Gli alberi nella riserva di Monte Pellegrino non cadono solo dopo essere stati uccisi dal fuoco, ma anche a causa dell’età avanzata di molte piante, che non resistono più ai venti. Pochi sanno che la stragrande maggioranza degli alberi che si trovano sul promontorio sono il risultato di progetti pubblici di rimboschimento, alcuni dei quali hanno ormai un secolo. Che alcune di queste piante si perdano, quindi, è in parte inevitabile.
Ma mentre mi trovavo sul monte e attraversavo le zone d’ombra create dal bosco, mi sono chiesto con ansia cosa succederà se le piante cadute non verranno sostituite. Considerato che andiamo verso un futuro molto più caldo del presente, l’idea che gli alberi andranno sempre più a diminuire sul Pellegrino è angosciosa. Il luogo diventerebbe seriamente inospitale per gli esseri umani (e non solo). Le prime avvisaglie di questo scenario si vedono già oggi. Durante le scorse settimane di caldo incredibile, infatti, l’ente gestore della riserva ha diramato quasi giornalmente avvisi tipo quello qui sotto.

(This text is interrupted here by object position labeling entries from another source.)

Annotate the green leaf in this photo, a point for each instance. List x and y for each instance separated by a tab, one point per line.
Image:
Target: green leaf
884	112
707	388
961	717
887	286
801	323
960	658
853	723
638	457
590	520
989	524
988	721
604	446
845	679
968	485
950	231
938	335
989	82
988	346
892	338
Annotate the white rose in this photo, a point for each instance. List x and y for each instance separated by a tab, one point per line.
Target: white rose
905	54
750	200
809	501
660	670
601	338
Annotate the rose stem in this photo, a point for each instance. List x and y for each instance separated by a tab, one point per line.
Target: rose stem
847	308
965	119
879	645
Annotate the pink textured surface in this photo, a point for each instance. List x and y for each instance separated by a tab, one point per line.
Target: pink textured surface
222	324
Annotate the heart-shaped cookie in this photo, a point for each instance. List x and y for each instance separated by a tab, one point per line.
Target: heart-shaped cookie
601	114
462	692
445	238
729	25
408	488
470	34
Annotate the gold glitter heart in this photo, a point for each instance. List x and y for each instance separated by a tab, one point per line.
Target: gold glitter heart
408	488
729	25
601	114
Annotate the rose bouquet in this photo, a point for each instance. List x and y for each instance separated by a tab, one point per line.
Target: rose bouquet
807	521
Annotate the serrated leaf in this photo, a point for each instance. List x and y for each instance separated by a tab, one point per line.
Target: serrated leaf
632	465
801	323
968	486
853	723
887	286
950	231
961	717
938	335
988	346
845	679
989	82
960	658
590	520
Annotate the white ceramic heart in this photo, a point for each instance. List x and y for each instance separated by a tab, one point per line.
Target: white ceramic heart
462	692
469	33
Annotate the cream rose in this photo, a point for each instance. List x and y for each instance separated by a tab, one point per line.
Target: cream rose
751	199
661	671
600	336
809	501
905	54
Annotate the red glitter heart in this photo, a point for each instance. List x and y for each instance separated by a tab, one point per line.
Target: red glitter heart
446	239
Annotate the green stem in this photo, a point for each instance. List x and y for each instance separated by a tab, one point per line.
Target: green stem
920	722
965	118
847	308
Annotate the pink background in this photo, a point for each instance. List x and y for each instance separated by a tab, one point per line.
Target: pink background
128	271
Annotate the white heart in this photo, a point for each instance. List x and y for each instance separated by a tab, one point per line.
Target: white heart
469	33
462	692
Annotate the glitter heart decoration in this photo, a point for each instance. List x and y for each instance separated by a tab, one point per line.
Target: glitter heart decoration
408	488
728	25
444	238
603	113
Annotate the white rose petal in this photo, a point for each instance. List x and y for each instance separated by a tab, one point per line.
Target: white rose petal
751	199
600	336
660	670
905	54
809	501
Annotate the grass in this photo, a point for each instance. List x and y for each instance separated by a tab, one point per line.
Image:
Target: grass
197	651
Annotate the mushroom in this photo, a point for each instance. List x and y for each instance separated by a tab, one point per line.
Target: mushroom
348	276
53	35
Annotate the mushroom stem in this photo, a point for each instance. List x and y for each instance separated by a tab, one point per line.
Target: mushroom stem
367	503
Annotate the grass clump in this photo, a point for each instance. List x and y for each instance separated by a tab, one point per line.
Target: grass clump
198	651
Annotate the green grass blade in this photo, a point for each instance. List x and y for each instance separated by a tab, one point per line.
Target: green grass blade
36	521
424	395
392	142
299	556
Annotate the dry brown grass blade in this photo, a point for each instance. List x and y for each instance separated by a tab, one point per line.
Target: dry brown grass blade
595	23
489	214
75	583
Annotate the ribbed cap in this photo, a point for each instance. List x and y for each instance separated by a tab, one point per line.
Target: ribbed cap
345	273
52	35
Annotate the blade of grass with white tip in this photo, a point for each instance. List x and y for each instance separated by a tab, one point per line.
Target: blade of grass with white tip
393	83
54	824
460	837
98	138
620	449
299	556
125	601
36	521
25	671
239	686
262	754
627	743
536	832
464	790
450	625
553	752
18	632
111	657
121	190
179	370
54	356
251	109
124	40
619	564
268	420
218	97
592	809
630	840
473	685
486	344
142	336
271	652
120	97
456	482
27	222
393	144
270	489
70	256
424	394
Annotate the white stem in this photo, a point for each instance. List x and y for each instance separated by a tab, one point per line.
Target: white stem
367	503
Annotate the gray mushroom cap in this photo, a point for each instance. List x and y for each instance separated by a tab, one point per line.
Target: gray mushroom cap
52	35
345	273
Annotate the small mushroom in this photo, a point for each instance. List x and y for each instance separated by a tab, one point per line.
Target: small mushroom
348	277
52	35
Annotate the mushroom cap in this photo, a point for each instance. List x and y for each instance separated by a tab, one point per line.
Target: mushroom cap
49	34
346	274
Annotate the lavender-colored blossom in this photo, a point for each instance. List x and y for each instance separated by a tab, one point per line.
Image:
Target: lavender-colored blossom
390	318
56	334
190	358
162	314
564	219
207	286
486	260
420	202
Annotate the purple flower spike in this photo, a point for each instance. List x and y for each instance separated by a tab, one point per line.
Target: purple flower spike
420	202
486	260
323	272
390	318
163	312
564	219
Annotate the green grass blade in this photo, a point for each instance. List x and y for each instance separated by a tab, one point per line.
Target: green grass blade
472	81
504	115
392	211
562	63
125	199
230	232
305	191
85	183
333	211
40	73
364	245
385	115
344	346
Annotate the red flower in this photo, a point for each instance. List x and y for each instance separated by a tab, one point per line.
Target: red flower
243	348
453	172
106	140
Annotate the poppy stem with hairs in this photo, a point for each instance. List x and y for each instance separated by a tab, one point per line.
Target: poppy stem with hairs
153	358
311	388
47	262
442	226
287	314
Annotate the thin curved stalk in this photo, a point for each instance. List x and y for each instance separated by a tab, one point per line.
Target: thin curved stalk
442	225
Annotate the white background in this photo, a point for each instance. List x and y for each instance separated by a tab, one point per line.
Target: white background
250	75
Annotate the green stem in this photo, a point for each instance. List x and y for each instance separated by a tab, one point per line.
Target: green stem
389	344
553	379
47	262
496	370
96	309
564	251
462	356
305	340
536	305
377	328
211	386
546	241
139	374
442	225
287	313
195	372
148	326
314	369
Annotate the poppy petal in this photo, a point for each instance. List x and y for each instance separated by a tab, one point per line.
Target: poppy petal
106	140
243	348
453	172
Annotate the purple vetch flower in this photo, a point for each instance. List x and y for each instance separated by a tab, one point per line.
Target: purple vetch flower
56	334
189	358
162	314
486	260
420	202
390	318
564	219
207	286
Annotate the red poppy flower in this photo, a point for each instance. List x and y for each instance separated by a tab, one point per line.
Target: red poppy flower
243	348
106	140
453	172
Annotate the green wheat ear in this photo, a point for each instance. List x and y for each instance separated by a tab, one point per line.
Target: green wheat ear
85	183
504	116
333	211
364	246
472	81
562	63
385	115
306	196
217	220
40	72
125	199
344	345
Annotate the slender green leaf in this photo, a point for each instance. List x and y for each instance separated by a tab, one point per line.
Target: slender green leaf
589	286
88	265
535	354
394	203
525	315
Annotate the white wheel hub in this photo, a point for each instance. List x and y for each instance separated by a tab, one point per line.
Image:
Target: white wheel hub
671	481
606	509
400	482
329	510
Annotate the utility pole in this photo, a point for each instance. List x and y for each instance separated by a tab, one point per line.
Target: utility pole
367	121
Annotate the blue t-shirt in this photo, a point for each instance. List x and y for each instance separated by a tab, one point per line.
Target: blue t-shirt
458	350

Questo avviso riprende le allerte diramate dalla protezione civile regionale e vieta di addentrarsi nella riserva a causa del rischio di incendi e colpi di calore.
Per fortuna adesso si fa un gran parlare di piantare alberi per diminuire il caos climatico causato dai gas serra. C’è da sperare che luoghi come Monte Pellegrino possano beneficiare di questo trend, ammesso che continui nel lungo periodo. Recentemente ci sono stati dei segnali positivi. Il Ministero della Transizione Ecologica ha finanziato due progetti di riforestazione urbana nella riserva, uno che dovrebbe recuperare le aree del monte colpite dal terribile incendio del 2016, e l’altro che interverrà su due zone del Parco della Favorita.